The concept was simple: equip a Raspberry Pi with a camera, that would recognize faces and print out a name tag (with a photo, full name, and title) for everyone it saw. The execution was a little more tricky. 
Getting the facial recognition program to run on the Pi wasn’t altogether too difficult. The actual facial recognition component I used was AWS’s Rekognition, which is astoundingly good. After that, a project I found on Github mostly got my Pi’s camera and Rekognition talking to one another without me having to do much work there. I trained my network to recognize photos of myself, my professor, and the handful of students that sat around me in class, and tagged these photos with details like their names. My Pi recognized faces really well at this point, so it was time for the printing component. 

The cheapest, most compact printer I could find on Amazon was a handheld Chinese point-of-sale receipt printer.

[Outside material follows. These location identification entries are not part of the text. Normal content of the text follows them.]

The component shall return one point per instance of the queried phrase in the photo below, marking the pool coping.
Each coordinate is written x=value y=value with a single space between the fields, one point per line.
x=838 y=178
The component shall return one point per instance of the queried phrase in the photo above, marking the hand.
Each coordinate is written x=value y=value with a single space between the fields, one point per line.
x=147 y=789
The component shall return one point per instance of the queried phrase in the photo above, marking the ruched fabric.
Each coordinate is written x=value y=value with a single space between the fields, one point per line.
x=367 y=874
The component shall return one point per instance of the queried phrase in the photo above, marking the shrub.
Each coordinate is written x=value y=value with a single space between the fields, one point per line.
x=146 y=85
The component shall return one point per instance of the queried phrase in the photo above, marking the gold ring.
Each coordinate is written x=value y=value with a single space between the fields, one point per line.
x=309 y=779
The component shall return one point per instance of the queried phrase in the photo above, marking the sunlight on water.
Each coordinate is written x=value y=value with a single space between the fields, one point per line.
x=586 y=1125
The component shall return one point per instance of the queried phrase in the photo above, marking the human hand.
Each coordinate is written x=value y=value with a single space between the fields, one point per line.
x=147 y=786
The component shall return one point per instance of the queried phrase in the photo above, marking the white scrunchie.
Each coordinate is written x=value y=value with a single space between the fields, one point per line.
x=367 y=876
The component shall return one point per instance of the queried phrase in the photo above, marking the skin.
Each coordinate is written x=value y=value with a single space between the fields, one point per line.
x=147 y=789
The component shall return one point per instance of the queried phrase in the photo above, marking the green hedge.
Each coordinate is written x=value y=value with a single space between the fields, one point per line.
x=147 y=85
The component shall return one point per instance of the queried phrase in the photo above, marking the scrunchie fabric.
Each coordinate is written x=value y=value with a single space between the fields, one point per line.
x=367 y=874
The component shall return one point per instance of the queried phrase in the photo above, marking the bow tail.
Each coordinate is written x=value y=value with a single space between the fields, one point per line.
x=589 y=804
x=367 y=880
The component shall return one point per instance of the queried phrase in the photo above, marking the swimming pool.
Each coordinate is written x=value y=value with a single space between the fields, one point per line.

This “POS” was truly a piece of shit, and I spent most of my time getting this little guy to work. This cheap and shitty thing required it’s own fucking driver (in the form of a mini-Compact Disk!) to be able to accept my Raspberry Pi’s input. Not having a CD reader in my apartment, I hoofed it down to the Staples off of Union Square that’s open 24 hours at 12:30am to buy one. This printer was also limited to printing only ASCII characters, so I had to convert my images to ASCII art.

An all-nighter later, the POS <-> Pi communication bugs were mostly solved, and I managed to get my little gadget working remarkably well!


 I even managed to get it working on non-human faces, like this stuffed-animal cat I have.

For the purposes of this class, I don’t have a working model of this anymore (was cannibalized for parts soon after demoing it), and my documentation isn’t the most comprehensive. But I did get a job as a developer at my professor’s because of that build, so I’ll let that speak for its quality. And it was a fully-handless “switch” – it wouldn’t be hard to mount the Pi & camera on a door and have it operate a servo motor, effetely becoming a facial-recognition lock.

(Nowdays, I’m a little more swanky in the facial-recognition department and own an AWS DeepLens, which lets me directly hook up to AWS’s crazy amount incredible IoT offerings. Hoping to get to use this in class a bit in the future!)